On la casse comme Steven Soderbergh :
Cette année-là, rien ne s’est passé comme prévu. «Sexe, mensonges et vidéos», n’aurait jamais dû être sélectionné. Et puis si en fait, grâce à un désistement de dernière minute en sélection officielle. Le président du jury devait être Francis Ford Coppola, mais il reporte sa participation quelques jours avant l’ouverture du festival. C’est donc sous la présidence de Wim Wenders que Steven Soderbergh devient à 26 ans le plus jeune réalisateur primé, après Louis Malle. Le soir-même, dans un faux mouvement, il fait tomber sa récompense. La palme est en miettes. Depuis, Chopard a revu son design. Elle repose aujourd’hui sur un coussin de Cristal de Roche à toute épreuve.
On l’oublie à l’aéroport comme Nanni Moretti :
Trop heureux de recevoir sa palme pour «La Chambre du fils» en 2001, Nanni Moretti ne la quitte pas des yeux. Comment la transporter jusqu’en Italie ? Pas question de la mettre dans la soute de l’avion, alors le réalisateur a la lumineuse idée de l’envelopper dans un sac plastique. En toute simplicité. Le camouflage est si efficace que le cinéaste lui-même l’oublie sur son chariot à l’aéroport…. Avant de la récupérer en sueur quelques heures plus tard. La peur de sa vie…
On la met au placard comme Jane Campion :
Pendant longtemps, la réalisatrice néo-zélandaise a cherché à oublier sa récompense obtenue pour «La leçon de piano» en 1993. A l’époque, la jeune femme est enceinte. Elle perd son enfant quelques jours seulement après avoir reçu sa palme d’or. De son propre aveu, elle mettra des années à savourer son sacre : «C’est comme recevoir une couronne». Jane Campion est aussi connue pour être à ce jour «la seule femme à avoir remporté la palme d’or», comme elle le dit presque à regret : «Je ne pensais pas garder ce titre si longtemps».

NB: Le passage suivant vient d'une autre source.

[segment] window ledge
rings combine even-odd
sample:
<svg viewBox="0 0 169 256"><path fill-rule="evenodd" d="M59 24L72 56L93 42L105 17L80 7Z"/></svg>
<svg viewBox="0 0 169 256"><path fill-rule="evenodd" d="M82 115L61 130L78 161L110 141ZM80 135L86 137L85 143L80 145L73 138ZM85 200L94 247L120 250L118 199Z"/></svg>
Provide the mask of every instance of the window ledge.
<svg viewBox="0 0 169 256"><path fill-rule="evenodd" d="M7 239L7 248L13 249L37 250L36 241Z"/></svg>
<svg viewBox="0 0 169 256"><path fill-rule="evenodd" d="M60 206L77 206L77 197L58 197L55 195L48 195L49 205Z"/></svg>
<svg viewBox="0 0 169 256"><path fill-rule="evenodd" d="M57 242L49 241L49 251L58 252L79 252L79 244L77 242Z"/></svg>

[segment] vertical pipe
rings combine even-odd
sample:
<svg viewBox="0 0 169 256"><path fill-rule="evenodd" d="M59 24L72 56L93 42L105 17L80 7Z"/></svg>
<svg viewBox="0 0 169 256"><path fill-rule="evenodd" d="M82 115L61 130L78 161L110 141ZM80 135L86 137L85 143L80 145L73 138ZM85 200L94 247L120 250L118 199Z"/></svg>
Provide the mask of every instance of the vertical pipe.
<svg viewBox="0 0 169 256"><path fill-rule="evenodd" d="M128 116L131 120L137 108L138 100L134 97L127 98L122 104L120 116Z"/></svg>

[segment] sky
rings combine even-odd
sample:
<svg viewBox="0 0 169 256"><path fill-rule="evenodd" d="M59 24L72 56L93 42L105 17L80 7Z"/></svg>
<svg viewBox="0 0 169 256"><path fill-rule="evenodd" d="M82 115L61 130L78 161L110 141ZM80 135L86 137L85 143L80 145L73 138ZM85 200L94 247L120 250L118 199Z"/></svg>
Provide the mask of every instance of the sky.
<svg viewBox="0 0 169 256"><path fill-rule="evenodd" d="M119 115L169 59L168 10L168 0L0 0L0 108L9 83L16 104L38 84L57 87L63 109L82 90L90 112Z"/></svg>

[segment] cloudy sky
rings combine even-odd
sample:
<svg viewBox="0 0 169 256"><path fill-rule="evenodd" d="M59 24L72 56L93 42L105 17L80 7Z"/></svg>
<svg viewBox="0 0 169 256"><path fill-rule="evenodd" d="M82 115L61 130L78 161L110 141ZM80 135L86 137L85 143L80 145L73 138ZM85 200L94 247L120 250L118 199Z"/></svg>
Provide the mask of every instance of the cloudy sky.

On la donne au musée comme Apichatpong Weeraseethakul :
Le nouveau maître du cinéma asiatique, Apichatpong n’a pas gardé pour lui sa palme d’or. Primé alors que la Thaïlande subit les attaques des « Chemises rouges », il évoque la violence dans son discours de remerciement à Cannes. Mais ses paroles sont mal interprétées. La récompense s’efface presque derrière les critiques dans son propre pays. Aujourd’hui retiré à Chiang Mai, dans le nord de la Thaïlande, le cinéaste continue de faire des films, dont le dernier «Cemetery of Splendour» était sélectionné cette année dans «Un certain regard».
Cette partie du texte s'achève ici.